Evrydiki Sifneos is Senior Research Associate at the Institute for Neohellenic Research of the National Hellenic Research Foundation, Athens, in the program of History of Enterprises and Industrial Archaeology. She is holds a doctorate from the École des Hautes Études en Sciences Sociales. Her interests focus on the economic and social history of the Aegean region and the history of the Greek diaspora in Russia. A scholar of business history and industrial archaeology, Evrydiki Sifneos has managed research projects in museums of material culture and is currently directing two projects: "Greek entrepreneurs in the Black Sea and the Sea of Azov (19th-20th c.)" and "The olive-oil and soap-making industry in Greece (19th-20th c.)." Her most recent book is Greek Merchants in the Azov Sea: The Power and the Limits of a Family Enterprise (in Greek, 2009).

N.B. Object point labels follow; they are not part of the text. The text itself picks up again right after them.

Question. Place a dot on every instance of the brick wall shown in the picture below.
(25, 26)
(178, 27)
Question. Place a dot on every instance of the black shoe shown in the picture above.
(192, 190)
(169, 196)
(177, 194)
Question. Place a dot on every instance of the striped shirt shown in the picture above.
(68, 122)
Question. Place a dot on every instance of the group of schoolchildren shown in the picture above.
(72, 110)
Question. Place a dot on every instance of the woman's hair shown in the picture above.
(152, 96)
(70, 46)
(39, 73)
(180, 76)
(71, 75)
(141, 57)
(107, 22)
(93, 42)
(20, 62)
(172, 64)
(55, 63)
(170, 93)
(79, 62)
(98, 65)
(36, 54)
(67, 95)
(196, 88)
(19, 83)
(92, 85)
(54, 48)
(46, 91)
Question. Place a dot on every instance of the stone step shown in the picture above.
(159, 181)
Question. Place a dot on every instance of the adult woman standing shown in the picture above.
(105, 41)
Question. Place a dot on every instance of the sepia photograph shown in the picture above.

Gonda Van Steen earned B.A. and M.A. degrees in Classics in her native Belgium and a Ph.D. degree in Classics and Hellenic Studies from Princeton University. As the Cassas Chair in Greek Studies at the University of Florida, she teaches courses in ancient and modern Greek language and literature. Her research interests include classical drama, French travelers to Greece and the Ottoman Empire, nineteenth and twentieth-century receptions of the classics, Greek feminism, and contemporary Greek intellectual history. Van Steen's first book, Venom in Verse: Aristophanes in Modern Greece , was published by Princeton University Press in 2000 and was awarded the John D. Criticos Prize from the London Hellenic Society. In her book of 2010, Liberating Hellenism from the Ottoman Empire, revolutionary uses of Aeschylus' Persians (1820s) and The Venus de Milo take center stage. Van Steen recently published another book titled Theatre of the Condemned: Classical Tragedy on Greek Prison Islands (Oxford University Press, 2011), which discusses the ancient tragedies that were produced by the political prisoners of the Greek Civil War (late 1940s through 1950s).